Findings & Analysis
Community food enterprises (CFEs) are the economic engines for growing, processing, selling, and serving local food. We encounter them every day as we drive past farms, shop at grocery stores, or eat out at restaurants. Some are wildly successful while others are barely paying their bills. We tend to attribute the performance of each to the abstract skills of the proprietors or even to luck, but we actually know very little about what accounts for their success. Our 24 case studies aim to fill this void.
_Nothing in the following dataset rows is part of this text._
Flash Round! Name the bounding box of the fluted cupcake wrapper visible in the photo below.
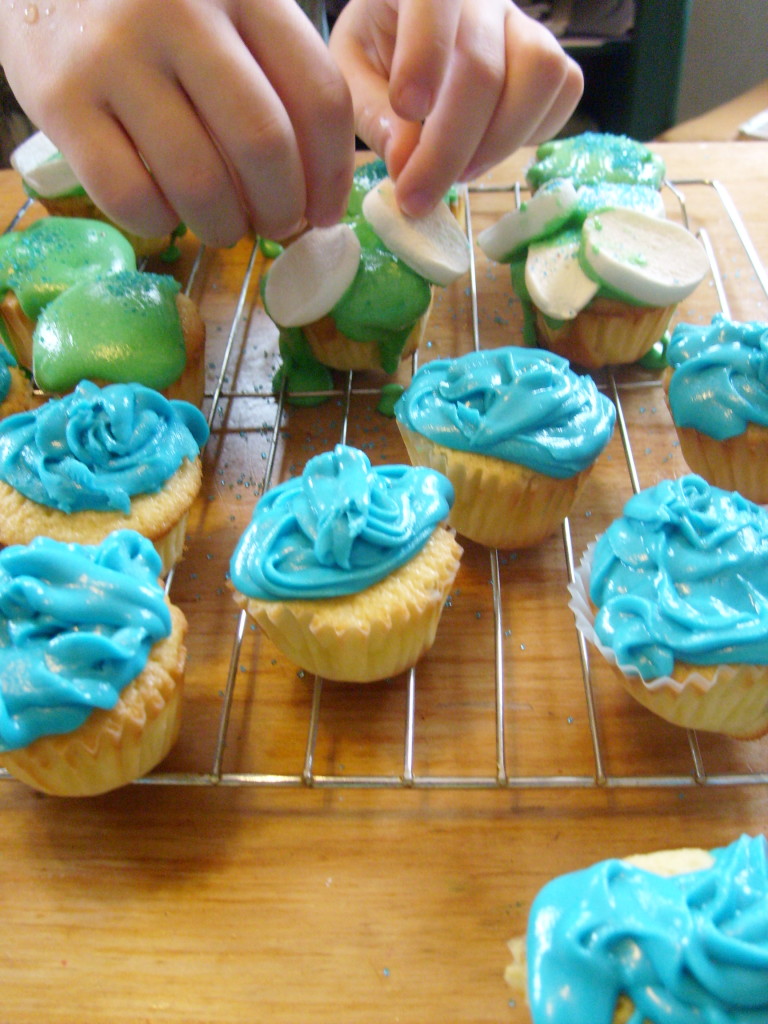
[568,542,768,739]
[398,422,591,549]
[234,527,462,683]
[536,299,676,370]
[0,606,186,797]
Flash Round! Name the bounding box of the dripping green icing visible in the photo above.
[330,218,432,374]
[272,327,333,407]
[33,270,186,393]
[0,217,136,319]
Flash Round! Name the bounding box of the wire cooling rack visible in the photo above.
[0,179,768,791]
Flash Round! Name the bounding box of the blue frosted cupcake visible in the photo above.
[395,347,615,548]
[0,530,186,797]
[230,444,462,682]
[664,313,768,505]
[0,381,208,571]
[506,836,768,1024]
[570,474,768,739]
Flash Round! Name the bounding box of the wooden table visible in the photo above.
[0,142,768,1024]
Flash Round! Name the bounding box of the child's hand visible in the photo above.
[0,0,354,245]
[331,0,583,216]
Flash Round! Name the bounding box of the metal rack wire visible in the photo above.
[0,179,768,791]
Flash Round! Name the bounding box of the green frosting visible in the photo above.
[0,217,136,321]
[331,216,432,374]
[33,270,186,392]
[272,327,333,406]
[525,132,665,188]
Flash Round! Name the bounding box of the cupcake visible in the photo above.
[663,313,768,505]
[570,474,768,739]
[525,131,666,190]
[263,161,469,374]
[0,217,136,371]
[394,347,615,548]
[0,381,208,571]
[10,132,185,259]
[0,530,186,797]
[477,133,708,370]
[505,836,768,1024]
[0,345,40,420]
[225,444,462,682]
[33,270,206,407]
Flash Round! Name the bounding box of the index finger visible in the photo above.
[389,0,462,121]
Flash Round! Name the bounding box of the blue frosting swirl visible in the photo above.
[590,474,768,680]
[0,381,208,513]
[230,444,454,601]
[527,836,768,1024]
[0,530,171,751]
[0,343,16,401]
[394,346,615,479]
[667,313,768,440]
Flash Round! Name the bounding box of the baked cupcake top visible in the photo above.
[230,444,454,601]
[525,132,666,188]
[394,346,615,478]
[33,270,186,393]
[0,217,136,319]
[667,313,768,440]
[0,530,171,751]
[0,381,209,513]
[590,474,768,680]
[526,836,768,1024]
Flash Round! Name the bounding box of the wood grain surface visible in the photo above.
[0,142,768,1024]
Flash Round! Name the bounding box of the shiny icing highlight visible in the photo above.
[230,444,454,601]
[0,530,171,751]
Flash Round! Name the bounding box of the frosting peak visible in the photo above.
[230,444,454,600]
[527,836,768,1024]
[395,346,615,478]
[0,530,171,751]
[0,381,208,512]
[667,313,768,440]
[590,474,768,680]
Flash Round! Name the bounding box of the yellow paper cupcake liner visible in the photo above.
[568,543,768,739]
[0,605,186,797]
[397,422,591,549]
[234,527,462,683]
[536,298,676,370]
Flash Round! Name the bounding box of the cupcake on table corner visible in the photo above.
[0,381,209,572]
[663,313,768,505]
[505,836,768,1024]
[569,474,768,739]
[10,131,185,259]
[0,217,136,371]
[225,444,462,683]
[394,347,615,549]
[263,161,469,382]
[477,133,709,370]
[0,530,186,797]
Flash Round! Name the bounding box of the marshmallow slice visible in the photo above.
[525,231,599,319]
[10,131,80,199]
[582,209,709,306]
[264,224,360,327]
[362,178,469,287]
[477,180,578,263]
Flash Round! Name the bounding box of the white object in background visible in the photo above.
[362,178,469,287]
[10,131,80,199]
[264,224,360,327]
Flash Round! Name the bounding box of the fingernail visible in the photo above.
[395,83,432,121]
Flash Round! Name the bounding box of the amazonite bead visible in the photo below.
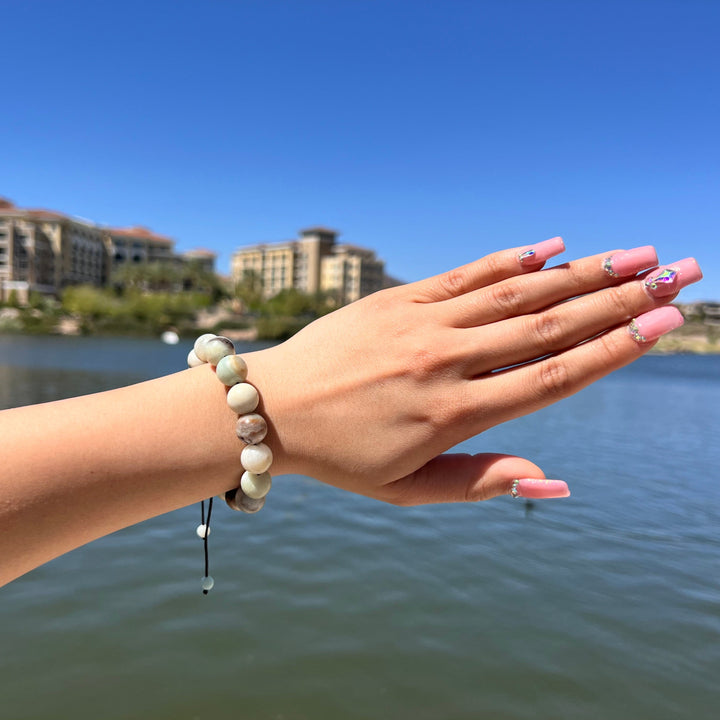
[188,350,205,367]
[225,488,265,514]
[215,355,247,387]
[204,335,235,365]
[240,472,272,500]
[227,383,260,415]
[202,575,215,593]
[235,413,267,445]
[193,333,216,362]
[236,442,272,475]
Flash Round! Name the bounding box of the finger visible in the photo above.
[465,305,683,433]
[406,237,565,302]
[381,453,570,505]
[462,258,702,375]
[462,281,667,375]
[442,245,658,327]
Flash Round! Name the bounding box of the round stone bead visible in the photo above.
[240,472,272,500]
[204,335,235,365]
[225,488,265,514]
[202,575,215,592]
[215,355,247,387]
[188,350,205,367]
[227,383,260,415]
[240,443,272,475]
[193,333,216,362]
[235,413,267,445]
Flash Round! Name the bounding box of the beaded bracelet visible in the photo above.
[187,333,273,595]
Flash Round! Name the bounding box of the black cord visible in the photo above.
[200,498,213,595]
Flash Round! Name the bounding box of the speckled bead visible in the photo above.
[235,413,267,445]
[227,383,260,415]
[240,472,272,500]
[215,355,247,387]
[202,335,235,365]
[225,488,265,514]
[188,350,205,367]
[193,333,216,362]
[240,443,272,475]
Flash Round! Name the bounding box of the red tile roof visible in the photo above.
[183,248,217,257]
[105,225,175,245]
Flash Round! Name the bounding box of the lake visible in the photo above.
[0,336,720,720]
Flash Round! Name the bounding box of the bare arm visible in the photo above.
[0,242,700,583]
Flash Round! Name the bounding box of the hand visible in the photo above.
[248,238,702,505]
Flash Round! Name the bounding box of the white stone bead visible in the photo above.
[240,443,272,475]
[202,335,235,365]
[193,333,215,362]
[240,472,272,500]
[227,383,260,415]
[202,575,215,592]
[188,350,205,367]
[215,355,247,387]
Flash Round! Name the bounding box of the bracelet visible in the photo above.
[187,333,273,595]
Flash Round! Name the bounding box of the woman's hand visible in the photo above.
[248,238,702,505]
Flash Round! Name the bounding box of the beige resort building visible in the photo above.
[0,197,216,302]
[231,227,385,305]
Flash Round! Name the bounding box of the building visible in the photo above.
[0,197,216,302]
[106,226,175,269]
[231,227,385,305]
[0,198,112,302]
[177,248,217,273]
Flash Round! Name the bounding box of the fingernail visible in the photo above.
[518,237,565,267]
[628,305,685,343]
[644,258,702,297]
[510,478,570,500]
[603,245,657,277]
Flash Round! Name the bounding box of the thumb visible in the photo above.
[379,453,570,505]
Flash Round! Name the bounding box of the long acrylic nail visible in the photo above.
[628,305,685,343]
[510,478,570,500]
[603,245,657,277]
[644,258,702,297]
[518,237,565,267]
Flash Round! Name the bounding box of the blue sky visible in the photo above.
[0,0,720,300]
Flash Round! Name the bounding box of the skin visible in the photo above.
[0,242,673,583]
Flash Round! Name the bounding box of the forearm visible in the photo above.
[0,366,268,584]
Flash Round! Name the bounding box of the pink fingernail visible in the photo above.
[518,237,565,267]
[628,305,685,343]
[603,245,657,277]
[510,478,570,500]
[644,258,702,297]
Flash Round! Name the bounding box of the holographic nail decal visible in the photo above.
[645,268,678,290]
[518,250,535,265]
[603,255,620,277]
[628,320,647,342]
For many years CFEs dominated local markets. Globalization shattered this old economic order. Industrial scale agriculture displaced smaller farms, food processing moved to centralized manufacturers, and chain supermarkets and restaurants displaced local grocers and diners. In the radically altered world of multinational business, the smaller scale of CFEs appeared to doom them. Among their many disadvantages, compared to bigger national and international players, were larger fixed costs, more inexperienced managers, more limited distribution networks, less potent marketing, and poorer access to talent, capital, and technology.
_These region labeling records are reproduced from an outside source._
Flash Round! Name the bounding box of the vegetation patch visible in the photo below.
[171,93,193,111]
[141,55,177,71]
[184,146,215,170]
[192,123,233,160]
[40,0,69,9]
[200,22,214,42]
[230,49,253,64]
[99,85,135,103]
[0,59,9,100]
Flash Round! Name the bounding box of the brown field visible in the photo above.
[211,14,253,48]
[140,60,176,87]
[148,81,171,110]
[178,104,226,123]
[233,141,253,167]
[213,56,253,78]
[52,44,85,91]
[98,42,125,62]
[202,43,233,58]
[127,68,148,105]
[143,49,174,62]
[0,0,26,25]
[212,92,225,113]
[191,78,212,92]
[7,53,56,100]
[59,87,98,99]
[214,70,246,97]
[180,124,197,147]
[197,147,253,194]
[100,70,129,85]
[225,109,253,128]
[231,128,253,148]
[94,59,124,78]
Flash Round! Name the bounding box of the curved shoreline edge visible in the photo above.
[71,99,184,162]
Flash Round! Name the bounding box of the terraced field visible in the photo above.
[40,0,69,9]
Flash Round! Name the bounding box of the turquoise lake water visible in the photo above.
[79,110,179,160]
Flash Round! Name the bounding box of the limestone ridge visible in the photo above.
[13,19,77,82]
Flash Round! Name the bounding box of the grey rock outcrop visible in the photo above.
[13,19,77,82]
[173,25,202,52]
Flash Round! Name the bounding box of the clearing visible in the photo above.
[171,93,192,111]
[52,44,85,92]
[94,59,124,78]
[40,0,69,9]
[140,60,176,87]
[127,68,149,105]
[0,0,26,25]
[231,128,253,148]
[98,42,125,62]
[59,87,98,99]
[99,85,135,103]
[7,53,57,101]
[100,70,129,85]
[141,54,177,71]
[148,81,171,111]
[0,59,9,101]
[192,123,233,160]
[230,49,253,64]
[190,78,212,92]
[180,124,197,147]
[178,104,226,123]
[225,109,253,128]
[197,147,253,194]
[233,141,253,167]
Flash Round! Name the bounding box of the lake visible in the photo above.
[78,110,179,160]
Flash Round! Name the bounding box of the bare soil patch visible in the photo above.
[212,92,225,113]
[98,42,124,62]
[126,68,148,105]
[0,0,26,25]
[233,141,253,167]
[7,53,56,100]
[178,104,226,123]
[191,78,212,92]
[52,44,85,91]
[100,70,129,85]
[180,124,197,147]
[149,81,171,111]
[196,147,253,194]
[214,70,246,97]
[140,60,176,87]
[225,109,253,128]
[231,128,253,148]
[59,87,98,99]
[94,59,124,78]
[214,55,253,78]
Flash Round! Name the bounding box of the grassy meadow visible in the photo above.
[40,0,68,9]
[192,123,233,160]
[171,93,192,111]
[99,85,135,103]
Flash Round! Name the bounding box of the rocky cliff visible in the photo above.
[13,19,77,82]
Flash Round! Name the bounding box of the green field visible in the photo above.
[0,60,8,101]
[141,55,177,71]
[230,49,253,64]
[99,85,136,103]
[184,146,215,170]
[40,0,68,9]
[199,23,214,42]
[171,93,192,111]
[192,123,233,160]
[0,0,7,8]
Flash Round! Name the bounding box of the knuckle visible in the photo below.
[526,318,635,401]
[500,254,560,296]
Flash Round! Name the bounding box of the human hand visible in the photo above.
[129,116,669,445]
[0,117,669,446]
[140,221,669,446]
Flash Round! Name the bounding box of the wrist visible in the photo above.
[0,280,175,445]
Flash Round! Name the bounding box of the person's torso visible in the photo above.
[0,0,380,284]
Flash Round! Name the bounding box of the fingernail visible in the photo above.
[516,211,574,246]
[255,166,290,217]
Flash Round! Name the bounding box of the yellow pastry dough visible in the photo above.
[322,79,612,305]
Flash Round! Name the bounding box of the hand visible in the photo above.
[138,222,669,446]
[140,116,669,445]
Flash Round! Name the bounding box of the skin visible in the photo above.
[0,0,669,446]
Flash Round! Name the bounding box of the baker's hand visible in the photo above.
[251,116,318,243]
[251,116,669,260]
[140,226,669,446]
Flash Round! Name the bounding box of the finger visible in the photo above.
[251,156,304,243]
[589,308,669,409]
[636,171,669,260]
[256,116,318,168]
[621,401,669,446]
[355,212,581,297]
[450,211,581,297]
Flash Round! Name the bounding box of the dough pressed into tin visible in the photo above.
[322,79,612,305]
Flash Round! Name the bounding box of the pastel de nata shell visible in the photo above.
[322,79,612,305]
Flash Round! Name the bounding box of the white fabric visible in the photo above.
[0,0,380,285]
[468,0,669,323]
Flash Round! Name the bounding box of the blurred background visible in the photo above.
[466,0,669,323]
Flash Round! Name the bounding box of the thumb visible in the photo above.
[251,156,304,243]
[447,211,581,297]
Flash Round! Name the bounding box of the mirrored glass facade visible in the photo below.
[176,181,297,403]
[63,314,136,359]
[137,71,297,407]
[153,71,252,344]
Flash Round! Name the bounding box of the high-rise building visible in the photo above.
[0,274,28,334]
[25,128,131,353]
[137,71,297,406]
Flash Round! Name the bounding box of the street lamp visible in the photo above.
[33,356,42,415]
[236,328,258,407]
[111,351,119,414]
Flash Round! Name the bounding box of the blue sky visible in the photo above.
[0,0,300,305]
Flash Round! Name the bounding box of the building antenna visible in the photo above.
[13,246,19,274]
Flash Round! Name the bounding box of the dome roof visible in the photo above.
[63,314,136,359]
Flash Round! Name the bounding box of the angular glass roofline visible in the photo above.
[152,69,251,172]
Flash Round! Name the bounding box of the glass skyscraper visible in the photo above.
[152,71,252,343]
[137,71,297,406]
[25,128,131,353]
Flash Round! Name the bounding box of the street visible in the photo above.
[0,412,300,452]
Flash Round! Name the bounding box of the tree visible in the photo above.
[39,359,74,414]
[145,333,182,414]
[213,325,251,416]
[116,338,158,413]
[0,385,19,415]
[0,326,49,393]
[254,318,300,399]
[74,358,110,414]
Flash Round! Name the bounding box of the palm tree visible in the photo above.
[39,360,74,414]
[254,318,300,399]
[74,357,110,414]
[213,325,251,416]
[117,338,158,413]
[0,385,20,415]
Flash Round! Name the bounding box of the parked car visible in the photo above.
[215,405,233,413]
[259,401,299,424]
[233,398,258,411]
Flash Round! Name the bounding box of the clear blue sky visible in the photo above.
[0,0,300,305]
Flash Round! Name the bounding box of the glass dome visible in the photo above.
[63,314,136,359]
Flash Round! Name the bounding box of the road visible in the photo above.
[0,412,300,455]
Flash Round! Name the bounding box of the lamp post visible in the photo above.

Yet in recent years CFEs have discovered that they actually have unique advantages over bigger companies. They have a deeper awareness of local tastes and markets, they can obtain consumer feedback more quickly, and they can tweak their business models more swiftly. They can deliver goods and services faster, with shorter distribution links and smaller inventories. They can rely more on word-of¬mouth advertising that costs nothing. The hypothesis of this study is that CFEs are again becoming competitive, and will become increasingly so, but only if CFE managers effectively harness their comparative advantages.
Our analysis begins by describing 15 strategies CFEs are deploying to increase their competitiveness. We then articulate 16 obstacles CFEs face, many of which constitute the traditional understanding of the disadvantages of small scale. We also share intriguing and varied ways CFEs are overcoming these obstacles. One of the paradoxical ways several of our case studies have done this, it’s worth highlighting here, is to grow very large and focus on global markets, all while remaining locally owned. We then review the social performance of CFEs, suggesting that they have taken factors which have been long viewed as extra costs— higher labor, environmental and community standards— and transformed them into competitive advantages.
Finally, we reflect on the replicabilty of CFE successes, and conclude that there is little to stand in the way of CFEs proliferating, especially if new mechanisms are created that enable practitioners worldwide to share best practices and collaborate together.